Because it’s his second arrest, with the first back in seventh grade and still on his record, he will go through the diversion program a second time, which requires that he complete a drug evaluation with a chemical dependency counselor, complete twenty hours of community service, attend the DUI victim’s panel again, pay fines, write apology letters, and follow all treatment recommendations.
Ben is lucky. He’s still a juvenile, with just eight days left before he turns eighteen. If he’d been arrested after his birthday, his case would have been processed through district court; if convicted, he would have had a criminal conviction that would become part of the public record—in essence, a sentence for life.
Several weeks later, we receive the chemical dependency evaluation.
Chemical Dependency/Mental Health Evaluation
Identifying data/current status: Ben is an 18-year-old Caucasian male who is currently a senior in high school. He lives at home with his parents. He has two older sisters who are in college, but home for the summer. This is Ben’s 2nd MIP/MIC. The first was while in the 7th grade.
Referral source: Juvenile Justice Center, the Diversion Program.
Client’s statement of the problem: “Alcohol isn’t really a problem for me. My using marijuana wasn’t a problem. My grades have gone up. It hasn’t really affected me. My priorities are to get into a good college. I get my homework done before I use. I’m excited to see what the next few months will be like not using.”

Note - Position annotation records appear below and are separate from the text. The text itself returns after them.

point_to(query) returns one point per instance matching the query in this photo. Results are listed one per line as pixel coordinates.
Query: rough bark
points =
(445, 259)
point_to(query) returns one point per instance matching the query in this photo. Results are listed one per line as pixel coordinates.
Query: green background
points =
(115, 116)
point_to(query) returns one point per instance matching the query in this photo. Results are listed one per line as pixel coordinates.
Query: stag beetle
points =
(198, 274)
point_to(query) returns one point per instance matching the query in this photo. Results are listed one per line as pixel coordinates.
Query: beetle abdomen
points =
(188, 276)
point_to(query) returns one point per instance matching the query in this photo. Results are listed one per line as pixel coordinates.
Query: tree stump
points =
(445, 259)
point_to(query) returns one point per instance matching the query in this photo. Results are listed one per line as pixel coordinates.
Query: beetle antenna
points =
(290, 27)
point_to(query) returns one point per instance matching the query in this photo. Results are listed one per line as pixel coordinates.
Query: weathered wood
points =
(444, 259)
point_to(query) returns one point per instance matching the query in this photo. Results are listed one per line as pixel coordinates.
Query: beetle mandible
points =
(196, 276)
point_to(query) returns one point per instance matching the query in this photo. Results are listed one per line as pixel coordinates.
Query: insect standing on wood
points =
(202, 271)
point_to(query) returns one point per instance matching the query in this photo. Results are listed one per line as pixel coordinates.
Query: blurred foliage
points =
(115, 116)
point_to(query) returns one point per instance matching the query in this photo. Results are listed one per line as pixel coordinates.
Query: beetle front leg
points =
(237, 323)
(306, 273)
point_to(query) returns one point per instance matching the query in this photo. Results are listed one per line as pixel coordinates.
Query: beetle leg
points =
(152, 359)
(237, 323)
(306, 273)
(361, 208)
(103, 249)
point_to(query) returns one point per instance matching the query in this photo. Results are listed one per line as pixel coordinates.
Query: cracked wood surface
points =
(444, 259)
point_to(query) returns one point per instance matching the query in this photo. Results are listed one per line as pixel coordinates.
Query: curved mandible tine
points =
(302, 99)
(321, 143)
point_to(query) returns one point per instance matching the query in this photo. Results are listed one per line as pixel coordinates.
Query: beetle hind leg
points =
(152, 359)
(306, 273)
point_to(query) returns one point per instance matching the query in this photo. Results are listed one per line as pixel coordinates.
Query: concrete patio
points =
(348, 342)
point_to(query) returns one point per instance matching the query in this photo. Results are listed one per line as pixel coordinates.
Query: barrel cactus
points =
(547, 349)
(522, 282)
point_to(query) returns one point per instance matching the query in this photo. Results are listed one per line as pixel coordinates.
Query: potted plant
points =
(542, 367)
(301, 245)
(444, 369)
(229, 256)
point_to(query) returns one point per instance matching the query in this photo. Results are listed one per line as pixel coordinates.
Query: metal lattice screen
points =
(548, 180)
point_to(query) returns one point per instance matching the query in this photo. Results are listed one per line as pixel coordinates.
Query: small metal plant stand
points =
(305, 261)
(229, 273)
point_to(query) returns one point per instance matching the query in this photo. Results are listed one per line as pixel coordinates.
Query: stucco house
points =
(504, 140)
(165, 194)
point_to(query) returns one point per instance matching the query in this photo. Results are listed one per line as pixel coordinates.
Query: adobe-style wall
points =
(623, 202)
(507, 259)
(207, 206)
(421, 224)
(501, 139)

Mental Status: No hallucinations, illusions, or delusions. Mood and affect are appropriate. Thought content is within normal limits. He is dressed and groomed appropriately. He appeared open and honest. Denies suicidal thoughts or attempts.
Substance Use:
•History: Ben states he had his first drink at the age of 12. He reports his last drink as being about three weeks ago. He reports that over the last year he drinks on average four times a month. It takes 5–6 drinks to feel buzzed/drunk. Marijuana use began in the 7th grade. He reports using almost daily for the last year. He has experimented with a couple other drugs, but only used a couple times.